During a weekend meeting with friends, the conversation turned to a familiar but less debated topic, i.e., how to leave an old role tactfully! Quite a spin on the usual topic of how to settle down in a new place!! I pondered over the various conversations I have had with many folks who had sought my advice over the years, and realized the existence of a common theme – no matter how long you have been in the company, no matter how eager you are to move to greener pastures, moving on is always nerve-wracking.
I then pored over my compendium on the topic, and gleaned the following “pearls of wisdom” on how to handle exits with aplomb:
- Keep It Professional: As much as you are dying to play the role of a real critic and spew out dollops of criticism, please do remember that everyone is programmed by default to hear nice things! Highlight the reasons for your departure, such as a better opportunity or family reasons, and keep it dignified.
- Convey It in Person to Your Manager: We are so tempted by technology, we sometimes forget the time-honored tenet that important news have to be conveyed in person and not via a device. Your manager needs to know it first, and make sure you get their consent, either implicitly or explicitly, before you share the big news with your colleagues.

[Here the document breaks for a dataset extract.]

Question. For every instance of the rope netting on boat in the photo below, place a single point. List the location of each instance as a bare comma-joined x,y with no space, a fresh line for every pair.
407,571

- Finish on a Great Note: This is one of the most important pieces of advice when it comes to exits. Very often, people switch off and do not realize the damage they are inflicting on themselves. People remember you last month, not your first month. Please ensure you put in your best until the very last day and sign off on a “no regret – regret” note– you have no regrets and they regret losing you!

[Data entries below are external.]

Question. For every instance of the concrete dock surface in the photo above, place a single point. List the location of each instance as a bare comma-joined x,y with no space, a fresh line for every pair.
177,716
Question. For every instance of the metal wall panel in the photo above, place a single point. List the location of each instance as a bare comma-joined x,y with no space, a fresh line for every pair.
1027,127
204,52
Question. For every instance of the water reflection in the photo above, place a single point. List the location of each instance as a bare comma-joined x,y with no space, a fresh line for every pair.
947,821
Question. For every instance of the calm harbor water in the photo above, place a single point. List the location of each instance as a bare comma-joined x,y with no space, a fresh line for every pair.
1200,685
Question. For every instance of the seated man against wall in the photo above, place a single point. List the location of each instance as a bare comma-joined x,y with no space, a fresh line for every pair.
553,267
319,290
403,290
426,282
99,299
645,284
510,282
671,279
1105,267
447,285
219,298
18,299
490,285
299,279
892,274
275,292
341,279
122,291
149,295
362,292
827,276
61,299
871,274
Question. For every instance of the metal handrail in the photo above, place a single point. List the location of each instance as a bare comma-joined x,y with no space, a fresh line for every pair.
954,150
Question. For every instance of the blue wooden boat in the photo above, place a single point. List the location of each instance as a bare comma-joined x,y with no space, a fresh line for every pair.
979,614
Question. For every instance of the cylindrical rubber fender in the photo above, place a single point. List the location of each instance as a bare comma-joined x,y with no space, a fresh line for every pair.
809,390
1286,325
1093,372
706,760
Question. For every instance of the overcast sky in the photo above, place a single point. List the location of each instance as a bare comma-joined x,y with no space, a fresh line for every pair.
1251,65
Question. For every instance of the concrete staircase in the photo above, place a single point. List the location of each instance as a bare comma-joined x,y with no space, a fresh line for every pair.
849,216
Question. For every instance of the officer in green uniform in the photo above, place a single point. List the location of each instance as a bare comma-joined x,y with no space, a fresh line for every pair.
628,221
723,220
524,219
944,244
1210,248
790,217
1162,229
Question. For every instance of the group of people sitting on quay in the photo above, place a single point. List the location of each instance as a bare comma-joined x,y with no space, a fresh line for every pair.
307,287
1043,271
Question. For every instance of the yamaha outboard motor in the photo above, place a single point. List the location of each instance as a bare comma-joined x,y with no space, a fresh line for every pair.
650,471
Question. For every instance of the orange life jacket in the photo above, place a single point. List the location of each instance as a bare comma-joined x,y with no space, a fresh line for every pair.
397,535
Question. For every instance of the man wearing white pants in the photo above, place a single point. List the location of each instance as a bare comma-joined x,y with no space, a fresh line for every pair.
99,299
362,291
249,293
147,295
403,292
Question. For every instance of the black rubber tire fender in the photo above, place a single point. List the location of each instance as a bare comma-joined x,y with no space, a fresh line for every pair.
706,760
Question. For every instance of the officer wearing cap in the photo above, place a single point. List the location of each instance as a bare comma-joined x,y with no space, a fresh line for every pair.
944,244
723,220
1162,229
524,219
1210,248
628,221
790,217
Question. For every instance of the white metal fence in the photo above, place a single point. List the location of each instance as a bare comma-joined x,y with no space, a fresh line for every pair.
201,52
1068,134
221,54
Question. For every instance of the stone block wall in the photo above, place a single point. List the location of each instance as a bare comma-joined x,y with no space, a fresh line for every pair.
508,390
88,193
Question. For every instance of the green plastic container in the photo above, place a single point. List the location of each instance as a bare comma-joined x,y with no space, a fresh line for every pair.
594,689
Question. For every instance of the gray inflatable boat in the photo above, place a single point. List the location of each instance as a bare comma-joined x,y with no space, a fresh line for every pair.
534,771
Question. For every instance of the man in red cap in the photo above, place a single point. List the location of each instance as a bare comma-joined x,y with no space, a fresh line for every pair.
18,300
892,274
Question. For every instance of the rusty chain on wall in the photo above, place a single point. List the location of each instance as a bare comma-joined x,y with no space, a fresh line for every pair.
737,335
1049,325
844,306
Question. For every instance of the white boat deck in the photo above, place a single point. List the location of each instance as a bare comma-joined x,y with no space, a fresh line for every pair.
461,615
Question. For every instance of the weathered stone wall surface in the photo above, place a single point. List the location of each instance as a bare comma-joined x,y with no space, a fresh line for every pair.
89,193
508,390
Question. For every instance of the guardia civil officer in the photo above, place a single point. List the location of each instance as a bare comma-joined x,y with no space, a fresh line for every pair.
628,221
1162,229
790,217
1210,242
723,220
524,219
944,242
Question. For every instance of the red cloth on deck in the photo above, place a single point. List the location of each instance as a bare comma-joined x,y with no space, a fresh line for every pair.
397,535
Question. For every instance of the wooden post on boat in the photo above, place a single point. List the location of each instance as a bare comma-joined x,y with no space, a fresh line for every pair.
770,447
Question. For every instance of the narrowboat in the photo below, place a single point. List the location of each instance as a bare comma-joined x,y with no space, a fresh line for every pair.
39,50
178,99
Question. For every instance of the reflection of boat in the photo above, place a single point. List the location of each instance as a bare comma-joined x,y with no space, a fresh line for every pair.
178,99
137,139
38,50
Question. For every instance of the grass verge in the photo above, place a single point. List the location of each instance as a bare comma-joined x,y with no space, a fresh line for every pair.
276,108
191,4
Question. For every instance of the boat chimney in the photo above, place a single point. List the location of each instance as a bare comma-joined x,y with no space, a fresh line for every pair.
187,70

- Paperwork: It is very important for you to ensure you leave with an impeccable footprint at the time of exit. Have all decisions & approvals documented with relevant stakeholders, all people related matters logged with HR and all important documents stored. The more you document, the less the questions you are likely to be asked once you leave.
- Integrity: Again, while obvious, an area quite a few folks miss out on! No lifting of anything which can even remotely be construed as company proprietary data or information. Leave the firm on a strong, ethical note. The number of folks I have been seen being penalized for “harmless data” is bigger than you’d expect.

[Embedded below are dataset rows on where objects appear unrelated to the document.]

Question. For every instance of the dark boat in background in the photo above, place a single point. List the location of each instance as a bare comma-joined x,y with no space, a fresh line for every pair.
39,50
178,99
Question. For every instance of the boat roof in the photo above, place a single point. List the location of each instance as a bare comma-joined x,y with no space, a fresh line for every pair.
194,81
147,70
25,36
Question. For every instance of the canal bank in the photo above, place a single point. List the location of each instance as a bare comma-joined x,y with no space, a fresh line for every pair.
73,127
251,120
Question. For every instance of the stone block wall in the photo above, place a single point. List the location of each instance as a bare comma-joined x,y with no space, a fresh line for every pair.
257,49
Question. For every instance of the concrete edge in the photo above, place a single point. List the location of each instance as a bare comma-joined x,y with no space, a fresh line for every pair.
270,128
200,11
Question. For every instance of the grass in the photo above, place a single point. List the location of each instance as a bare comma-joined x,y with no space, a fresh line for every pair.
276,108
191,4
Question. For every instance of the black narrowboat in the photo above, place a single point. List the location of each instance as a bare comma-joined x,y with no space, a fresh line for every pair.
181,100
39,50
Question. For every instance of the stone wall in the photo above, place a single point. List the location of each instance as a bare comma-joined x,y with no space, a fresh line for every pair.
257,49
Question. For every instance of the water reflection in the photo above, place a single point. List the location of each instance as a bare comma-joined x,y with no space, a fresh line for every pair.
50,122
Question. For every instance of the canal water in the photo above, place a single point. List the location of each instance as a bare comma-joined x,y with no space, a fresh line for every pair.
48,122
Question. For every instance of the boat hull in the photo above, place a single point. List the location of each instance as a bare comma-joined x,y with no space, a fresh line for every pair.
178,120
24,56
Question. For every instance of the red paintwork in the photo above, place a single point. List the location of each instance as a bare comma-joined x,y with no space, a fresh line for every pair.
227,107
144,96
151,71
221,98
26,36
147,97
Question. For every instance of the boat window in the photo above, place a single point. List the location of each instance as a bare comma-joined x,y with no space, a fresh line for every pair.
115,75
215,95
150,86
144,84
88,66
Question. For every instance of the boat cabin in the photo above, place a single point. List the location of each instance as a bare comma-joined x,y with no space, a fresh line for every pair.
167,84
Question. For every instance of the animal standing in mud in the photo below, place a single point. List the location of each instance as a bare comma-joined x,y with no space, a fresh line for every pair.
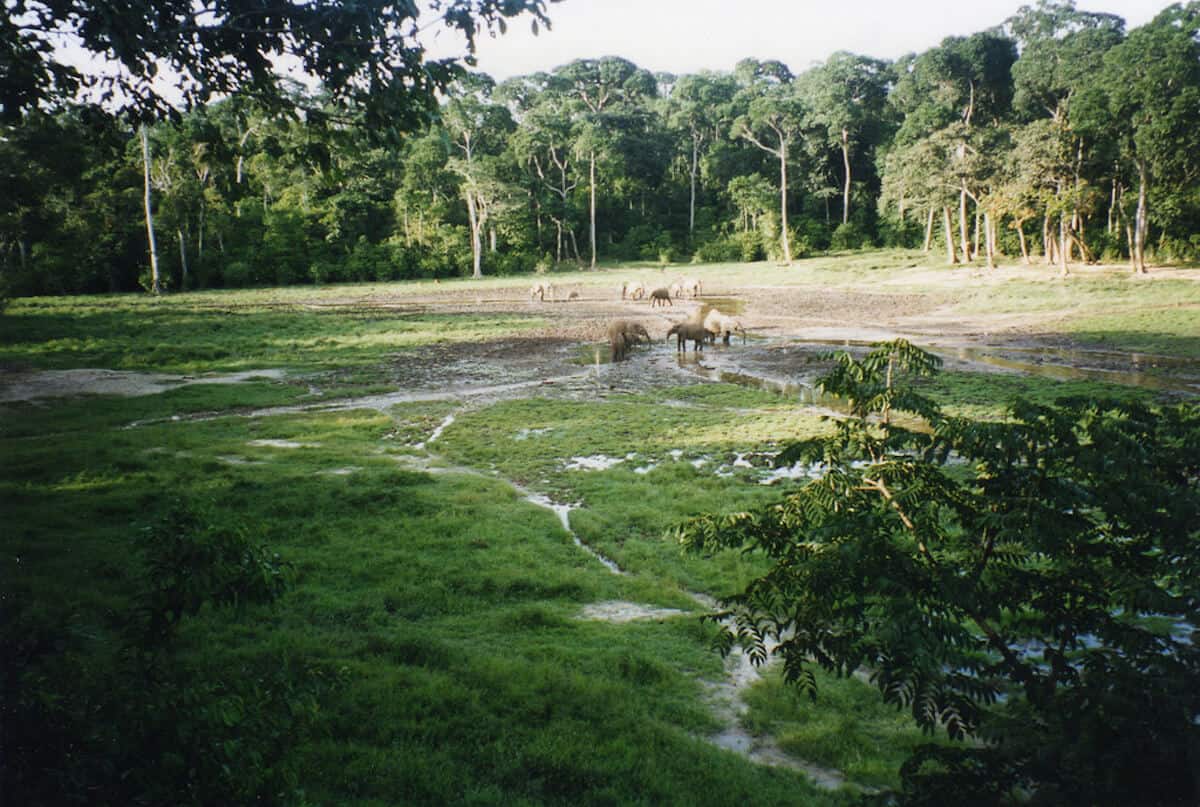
688,330
623,335
719,324
660,297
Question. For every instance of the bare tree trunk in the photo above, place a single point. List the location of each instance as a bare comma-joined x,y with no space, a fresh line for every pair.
592,192
691,201
1019,226
575,246
783,202
1063,255
949,237
183,258
1113,208
477,247
845,192
963,222
155,288
1141,225
989,243
1047,241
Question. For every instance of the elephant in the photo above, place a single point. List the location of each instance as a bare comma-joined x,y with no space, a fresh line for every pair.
660,296
688,330
719,324
623,335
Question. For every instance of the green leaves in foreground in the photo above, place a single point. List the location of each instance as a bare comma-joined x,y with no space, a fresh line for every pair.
1032,584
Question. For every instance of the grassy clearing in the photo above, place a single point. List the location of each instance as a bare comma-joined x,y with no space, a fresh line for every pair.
430,649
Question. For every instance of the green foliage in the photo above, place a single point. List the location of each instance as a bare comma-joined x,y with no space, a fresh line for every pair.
192,563
996,579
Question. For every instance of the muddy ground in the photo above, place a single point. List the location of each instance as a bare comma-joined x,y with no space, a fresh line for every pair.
789,328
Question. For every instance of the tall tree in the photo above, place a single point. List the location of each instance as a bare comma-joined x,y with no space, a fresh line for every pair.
603,89
846,97
700,106
774,120
367,53
1149,93
478,127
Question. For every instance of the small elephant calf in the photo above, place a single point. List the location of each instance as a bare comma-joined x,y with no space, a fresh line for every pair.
688,330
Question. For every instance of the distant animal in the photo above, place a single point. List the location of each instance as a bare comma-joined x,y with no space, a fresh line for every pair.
623,335
719,324
685,332
541,290
659,297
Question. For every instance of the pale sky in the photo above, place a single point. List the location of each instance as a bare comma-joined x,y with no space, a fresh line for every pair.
683,36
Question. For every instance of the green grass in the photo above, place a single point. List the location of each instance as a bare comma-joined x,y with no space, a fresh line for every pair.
430,649
847,727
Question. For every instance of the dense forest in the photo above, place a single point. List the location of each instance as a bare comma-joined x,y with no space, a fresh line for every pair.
1056,137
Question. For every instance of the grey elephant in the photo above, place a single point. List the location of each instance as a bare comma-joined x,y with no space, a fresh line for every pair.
685,332
660,297
719,324
623,335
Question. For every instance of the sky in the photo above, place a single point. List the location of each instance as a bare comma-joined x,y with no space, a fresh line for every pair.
683,36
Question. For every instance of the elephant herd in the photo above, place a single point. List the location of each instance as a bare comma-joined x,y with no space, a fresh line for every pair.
627,334
636,290
624,334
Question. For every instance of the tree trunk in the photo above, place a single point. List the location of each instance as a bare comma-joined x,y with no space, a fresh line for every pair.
183,258
1047,241
989,244
845,192
1062,245
783,202
477,247
951,258
1020,234
691,201
1141,226
592,195
155,288
1133,250
963,222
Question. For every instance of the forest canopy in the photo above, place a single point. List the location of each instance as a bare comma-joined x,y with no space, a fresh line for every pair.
1057,136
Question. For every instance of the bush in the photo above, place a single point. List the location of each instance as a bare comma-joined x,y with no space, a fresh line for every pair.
849,235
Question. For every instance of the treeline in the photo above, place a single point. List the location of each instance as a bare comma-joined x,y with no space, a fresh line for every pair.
1057,137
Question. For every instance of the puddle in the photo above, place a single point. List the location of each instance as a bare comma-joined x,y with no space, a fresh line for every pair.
1126,369
437,432
594,462
526,434
61,383
281,443
619,611
564,515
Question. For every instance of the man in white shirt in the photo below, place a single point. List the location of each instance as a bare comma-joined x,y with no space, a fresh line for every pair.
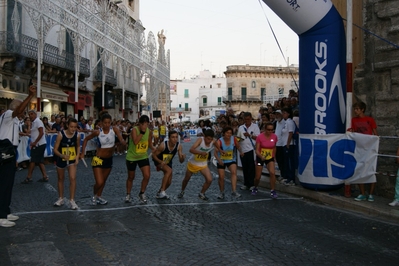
9,129
280,123
248,132
37,146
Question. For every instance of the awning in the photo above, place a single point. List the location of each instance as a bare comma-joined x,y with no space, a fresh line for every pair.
54,94
12,95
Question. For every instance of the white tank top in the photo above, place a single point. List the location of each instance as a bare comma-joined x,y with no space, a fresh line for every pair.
106,140
200,160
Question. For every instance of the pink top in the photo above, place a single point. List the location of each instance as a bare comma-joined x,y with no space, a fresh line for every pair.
267,145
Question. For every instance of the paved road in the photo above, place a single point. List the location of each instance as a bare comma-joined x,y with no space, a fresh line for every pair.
254,230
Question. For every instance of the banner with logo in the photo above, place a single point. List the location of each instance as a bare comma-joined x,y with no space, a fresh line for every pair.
335,159
23,150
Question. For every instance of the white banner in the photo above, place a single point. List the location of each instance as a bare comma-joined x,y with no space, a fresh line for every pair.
24,149
335,159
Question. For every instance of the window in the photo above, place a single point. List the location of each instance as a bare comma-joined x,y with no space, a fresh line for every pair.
262,94
230,94
204,101
243,94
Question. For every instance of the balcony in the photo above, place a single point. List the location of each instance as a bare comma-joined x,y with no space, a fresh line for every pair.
27,48
241,98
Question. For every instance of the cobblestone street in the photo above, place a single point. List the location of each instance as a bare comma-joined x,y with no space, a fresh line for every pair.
253,230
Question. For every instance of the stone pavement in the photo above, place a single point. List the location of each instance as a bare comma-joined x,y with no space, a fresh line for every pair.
377,209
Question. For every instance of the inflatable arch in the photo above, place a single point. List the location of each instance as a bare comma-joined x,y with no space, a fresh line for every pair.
322,78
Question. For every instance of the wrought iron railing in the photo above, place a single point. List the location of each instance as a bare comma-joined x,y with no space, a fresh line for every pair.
26,46
109,75
235,98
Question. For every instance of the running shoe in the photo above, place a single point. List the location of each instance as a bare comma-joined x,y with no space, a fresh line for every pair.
361,197
202,196
394,203
370,198
59,202
142,198
74,206
94,200
162,195
128,199
291,183
101,201
235,194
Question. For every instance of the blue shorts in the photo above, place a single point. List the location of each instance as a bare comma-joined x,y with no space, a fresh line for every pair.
98,162
260,162
131,165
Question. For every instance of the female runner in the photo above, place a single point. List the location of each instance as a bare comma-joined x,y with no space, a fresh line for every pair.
66,150
102,162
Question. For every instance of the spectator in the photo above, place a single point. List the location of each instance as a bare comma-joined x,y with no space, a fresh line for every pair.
9,130
47,126
56,127
279,125
395,201
52,120
248,132
365,125
38,146
287,133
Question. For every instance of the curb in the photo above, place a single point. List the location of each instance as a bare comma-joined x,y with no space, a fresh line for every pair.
377,209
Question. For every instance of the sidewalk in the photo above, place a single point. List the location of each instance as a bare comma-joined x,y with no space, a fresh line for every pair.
377,209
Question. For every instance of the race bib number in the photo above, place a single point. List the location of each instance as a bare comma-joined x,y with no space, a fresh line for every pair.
167,158
201,158
96,161
228,155
69,151
142,147
267,153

While these are some of the guiding principles for smooth exits, a word or two on how to sustain the relationships you have built at the workplace:
- Be Pragmatic: We expect our colleagues, especially during an emotionally charged exit atmosphere, to be in touch with us the way they were when we used to see them every day! Be practical enough to appreciate the frequency and intensity will reduce dramatically. We don’t need to look beyond the Oval Office to understand the stark difference between the person and the incumbent!
- Help: An exit is the perfect platform for you to write LinkedIn recommendations for your colleagues or help people with skill set identification. People will remember you and want to stay connected when they see genuine career appreciation and advice being doled out to them. A mentee of mine leveraged this very well when he genuinely told folks that he could write LinkedIn recommendations without any fear or favor! And he stuck to his promise.
- Consistency: Ensure you are transparent; in other words, anybody who meets you hears only version 1.0 of your reasons for exit. A friend of mine found himself in a sticky spot when his boss (who heard the “better opportunity” story) and his peer (who heard the “this place is terrible” story) came face to face.
An exit is a bridge to a new place. Since you are neither moving from the netherworld nor moving to Utopia, you never know when the forward march on the bridge from here to there can result in a U-turn and a return to your earlier firm or back working with a former colleague. So, keep it simple & transparent! As they say, “the most revealing part about a person’s character is how gracefully they exit from their environment.”